91Ó°ÊÓ

To solve a differential equation of the form \(w'' + 3xw' - w = 0\), we often begin by expressing it as a characteristic equation. This step is crucial for finding the function's specific form. The characteristic equation is derived from the differential equation by assuming a solution of the type \(w(x) = e^{mx}\), where \(m\) represents a constant. This assumption converts the differential equation into an algebraic equation in \(m\), often called the characteristic equation. For our problem, the characteristic equation is \(m^2 + 3xm - 1 = 0\). Here, \(m^2\) corresponds to \(w''\), \(3xm\) corresponds to \(3xw'\), and \(-1\) is due to \(-w\). Being able to set up the characteristic equation correctly is vital for the later steps where solutions and more specific functions are derived.

The quadratic formula is a powerful tool for solving equations of the form \(ax^2 + bx + c = 0\). It is represented as \(m = \frac{-b \pm \sqrt{b^2 - 4ac}}{2a}\). In our characteristic equation \(m^2 + 3xm - 1 = 0\), we apply the quadratic formula to find the roots. The values \(a = 1\), \(b = 3x\), and \(c = -1\) are identified from the characteristic equation. By substituting these into the quadratic formula, we get:

• \(b^2 - 4ac = (3x)^2 - 4(1)(-1) = 9x^2 + 4\)
• \(m = \frac{-3x \pm \sqrt{9x^2 + 4}}{2}\)

The result consists of two roots, \(m_1\) and \(m_2\), which are crucial in forming the general solution of the differential equation. Calculating these roots accurately sets the stage for deriving a well-defined solution.

Initial conditions are values given for a function and its derivatives at a specific point, which allow us to find particular solutions to differential equations. In our exercise, the initial conditions are \(w(0) = 2\) and \(w'(0) = 0\). These conditions help us solve for the constants \(A\) and \(B\) in the general solution \(w(x) = A \cdot e^{m1 \cdot x} + B \cdot e^{m2 \cdot x}\).
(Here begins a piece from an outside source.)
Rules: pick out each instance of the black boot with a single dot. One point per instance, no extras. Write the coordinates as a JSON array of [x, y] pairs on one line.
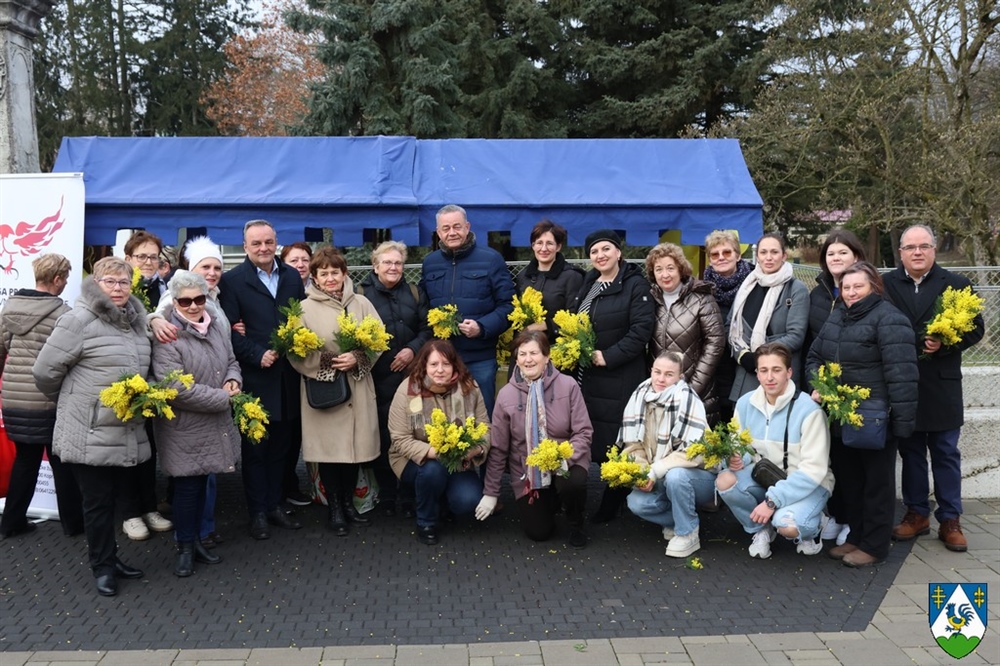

To apply initial conditions, substitute \(x = 0\) into both equations:

• \(w(0) = A + B = 2\)
• \(w'(0) = (Am_1 + Bm_2) = 0\)

Solving these simultaneous equations will yield the values for \(A\) and \(B\), providing the unique solution to the differential equation that satisfies the initial conditions. This process ensures the solution behaves exactly as specified by the conditions set at the outset.